IBAs in Michigan are identfied through a process of scientific review by the Michigan IBA Technical Committee, consisting of ornithologists, birders, and experts throughout the state. IBAs are further prioritized as Global and Continental IBAs by the U.S. IBA Committee, in coordination with the national IBA office.

In Michigan, we have been identifying the highest priority Important Bird Areas in the state, using the Global and Continental IBA Criteria.

 

State-level IBA Criteria for Michigan are described below.

The Michigan Important Bird Areas Program, through the guidance and input of state and national staff and the Michigan Important Bird Areas Technical Committee, developed state level criteria and thresholds applicable to the avifauna and habitats found within Michigan.

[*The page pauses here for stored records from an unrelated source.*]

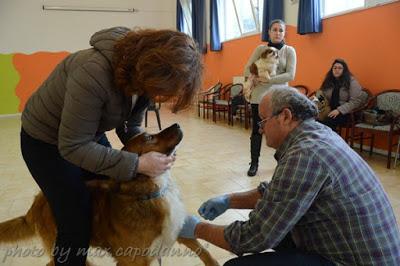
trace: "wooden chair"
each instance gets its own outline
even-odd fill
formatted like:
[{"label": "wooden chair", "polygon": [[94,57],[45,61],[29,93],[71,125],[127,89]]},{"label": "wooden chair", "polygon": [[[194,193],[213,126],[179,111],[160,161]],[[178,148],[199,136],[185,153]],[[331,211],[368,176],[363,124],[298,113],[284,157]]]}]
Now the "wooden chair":
[{"label": "wooden chair", "polygon": [[362,133],[360,135],[360,147],[362,147],[365,139],[364,133],[370,135],[370,153],[372,153],[372,149],[374,147],[375,134],[378,132],[387,134],[388,141],[386,148],[388,153],[386,166],[388,169],[390,169],[392,149],[393,146],[397,145],[397,143],[394,143],[394,138],[396,135],[400,135],[400,90],[392,89],[380,92],[373,97],[371,106],[378,108],[379,110],[390,112],[392,113],[392,116],[389,117],[387,123],[382,125],[371,125],[365,121],[361,121],[360,123],[356,123],[354,128],[357,130],[357,132]]},{"label": "wooden chair", "polygon": [[[232,113],[232,100],[234,97],[241,96],[243,93],[243,84],[235,83],[231,84],[227,90],[227,98],[226,100],[217,100],[216,107],[221,106],[223,110],[228,111],[228,124],[233,124],[233,113]],[[225,119],[225,112],[224,112]]]},{"label": "wooden chair", "polygon": [[204,92],[197,95],[197,111],[200,117],[200,109],[203,108],[203,118],[208,118],[208,110],[212,109],[213,97],[217,95],[222,87],[221,82],[217,82]]},{"label": "wooden chair", "polygon": [[[240,120],[240,123],[242,123],[242,120],[244,121],[244,128],[248,129],[252,123],[251,119],[251,108],[250,108],[250,103],[245,100],[244,104],[241,104],[238,106],[238,117]],[[233,119],[231,122],[231,125],[233,126]]]},{"label": "wooden chair", "polygon": [[149,107],[147,107],[146,113],[144,115],[144,126],[145,127],[147,127],[147,113],[149,111],[154,111],[156,113],[156,117],[157,117],[158,129],[161,130],[160,108],[161,108],[161,103],[158,103],[158,106],[157,106],[155,102],[153,102],[153,101],[150,102],[150,105],[149,105]]},{"label": "wooden chair", "polygon": [[354,145],[354,140],[360,139],[362,137],[361,136],[362,132],[360,132],[359,135],[356,134],[356,132],[354,130],[354,126],[355,126],[355,124],[360,122],[361,117],[362,117],[362,111],[369,107],[369,105],[371,104],[371,101],[374,97],[372,95],[372,92],[367,88],[363,88],[362,93],[363,93],[363,95],[362,95],[363,103],[359,107],[357,107],[356,109],[352,110],[349,113],[349,120],[347,121],[347,123],[345,123],[344,125],[340,125],[337,128],[337,132],[340,135],[341,135],[342,131],[345,130],[344,140],[347,143],[349,143],[350,147],[352,147],[352,148]]},{"label": "wooden chair", "polygon": [[214,122],[217,122],[217,114],[220,117],[221,113],[224,113],[224,120],[225,113],[228,113],[229,121],[229,98],[232,93],[232,87],[236,88],[236,84],[228,83],[219,90],[219,93],[212,97],[212,117]]},{"label": "wooden chair", "polygon": [[294,85],[293,88],[296,88],[300,93],[308,96],[309,89],[306,85]]}]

These state level criteria are formulated to best suit the population levels and habitat conditions in Michigan and are defined as follows;

D1
State Species of Conservation Concern
D4i
Top 3-5 sites or 1% of state population
D4ii
2,000 Waterfowl (excluding Mallard and Canada Goose)
D4iii
100 Wading birds
D4iv
2,500 Gulls (nesting pairs only)
D4iv 25 Terns (nesting pairs only)
D4v 500 migratory shorebirds daily
D4vi 1,000 migratory raptors per season
D4vii exceptional landbird migration

1. Michigan Species of Conservation Concern (D1) - includes species recognized by the Michigan Department of Natural Resources (MDNR 2011) as endangered or threatened, those recognized by the Michigan Natural Features Inventory (MNFI) as special concern, and species on the Audubon WatchList (National Audubon Society 2011). Specific thresholds are defined for each species (See IBA Methodology document).

2. Michigan Congregations (D4) - sites supporting outstanding congregations (see Table 1 for details).

Additional Criteria The Michigan technical committee considered three additional criteria:

1) Assemblages of regionally-restricted species. This criterion, which has been implemented in New York, recognizes sites which support a large number of species which don't qualify as conservation concern species under D1, but for which Michigan bears responsibility for their global conservation, because a significant proportion of the species global population occurs within the state. This analysis was halted due to the decision that it was unlikely to result in a significant number of new IBA sites, and because the quality of datasets necessary to justify the requisite spatial analysis was lacking for Michigan

.2) Landbird Stopover Concentrations. This criterion, a subcriterion of the state congregation criterion, has proven difficult to apply objectively. As a result, no other state IBA program has been able to implement it. However, the preponderance of Great Lakes coast magnifies the importance of this criterion to our state, as shorelines are known to greatly concentrate landbird migrants. Unfortunately, the lack of quantitative data consistently documenting not only presence, but also absence, of landbird concentrations, makes the application of this criterion highly arbitrary and subjective. That said, significant advances have been made by D. Ewert et al., and the committee anticipates attempting a "first run" of stopover sites once more data are forthcoming from several ongoing studies.

3) Long-term research sites. Historically several states have recognized as IBAs sites where long-term bird monitoring studies are ongoing. Data from such sites may be valuable toward estimating population and demographic trends of many species. The committee argued that such sites would detract from the robustness of the IBA network since they didn't meet one of the main IBA criteria, and that such research sites should be protected by other means. Across the Important Bird Areas Program this criteria has been discontinued.